2 de noviembre de 2014

¿Y ahora qué?


2 de noviembre de 2014

Atardecer en Sète

Vuelvo a leer el libro en el que recopilé la primera parte de mis escritos en este blog y me encuentro con textos interesantes en los que me cuestionaba facetas de mi vida o que rezuman ideas, sentimientos alejados de esta cotidianidad en la que vivo desde hace cinco años: mi huerta, mis gatas, mis lecturas, mi cine, mi música o mis ratos dedicados casi obligatoriamente a enterarme de lo que sucede en el mundo que me rodea, exterior en cierto modo a mi propia persona.

Y, de pronto, en un momento de exaltación producido por su lectura me digo que por qué no dejar mi huerta, mis hábitos y dedicarme a otras cosas, viajar por Ecuador o Colombia (lo primero que se me ocurre), escribir un libro, volver a la montaña, pasar días en Madrid o irme a Málaga a conocer a los amigos virtuales que tengo allí, disfrutar de aquello que me gusta y que está a más de los pocos kilómetros de campo por el que camino a diario.

Poca cosa en realidad. Hacer esto o lo otro cuando nos sentimos bien con nuestra vida diaria no tiene mayor importancia, regalo de privilegiados que no tenemos otros problemas más serios. Espejismos.

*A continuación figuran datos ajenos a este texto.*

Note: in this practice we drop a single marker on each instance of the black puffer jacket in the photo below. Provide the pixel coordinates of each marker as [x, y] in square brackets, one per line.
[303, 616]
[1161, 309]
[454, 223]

Sensaciones, pensamientos ocultos en la rutina, un interior que tengo olvidado, que apenas se mueve por debajo de mis actividades diarias. Quizá esta falta de relación conmigo, de ese interior del que apenas soy consciente radique también en que estos cinco años han sido tranquilos, alguna que otra preocupación, algún mal momento, pero lo propio de cualquier vida y todo dentro de esta balsa de aceite que es el periodo de la jubilación. Tiempo ha que no me subo al helicóptero para verme desde arriba. Hace seis años escribía: “Esto no tiene edad, camino de los sesenta y planteándome la vida.” Entonces debía de estar más optimista porque añadía”signo de lucidez”. Ahora no sé si es signo de lucidez o necesidad de movimiento. Paro, me observo un poquito y tengo la impresión de ser algo parecido a una estatua, como si mi cuerpo estuviera anclado, en realidad como si no lo sintiera, me hubiera acostumbrado a llevarlo encima de la misma forma como se viste uno cuando se levanta por la mañana. Como si me vistiera con mis paseos y mi trabajo en la huerta y luego me echara por encima, para sentirme abrigadita, la toquilla (me gusta esta palabra, tiene madre) de la música o de la lectura. ¿Pereza? ¿Qué habita en mi interior?

Escribir me ayuda a verme por dentro, a descubrir las sensaciones que me procura la audición de un Nocturno de Chopin, por ejemplo, o la emoción que me llena mientras veo una película como Madre e hijo de Sokurov, o ser consciente de lo que me puede cuestionar la lectura de un buen artículo o de los Ensayos de Montaigne a los que acabo de volver.

Es bueno tener tiempo pero es también peligroso. Ves al principio un campo inmenso abierto ante ti y te empeñas en llenarlo y cuanto más lleno está más fácilmente se trivializa e incluso vuelve la impresión de no tener tiempo. Calma, mucha calma: en Venezuela escribía: Oigo el agua rompiéndose contra las rocas desde lo alto, desde la Laguna de los Patos. Siento la brisa sobre mis piernas desnudas, el cosquilleo de una mosca que se posa una y otra vez sobre ellas. Miro el frailejón que he dibujado. Siento la luz del sol, que me obliga a ponerme las gafas. El agua que baja de la montaña ha penetrado en la tierra, huele a mojado. Mis pies se hunden en la hierba y sienten el suelo mullido y empapado. Estoy feliz.

Aprender del pasado. Volver a escribir.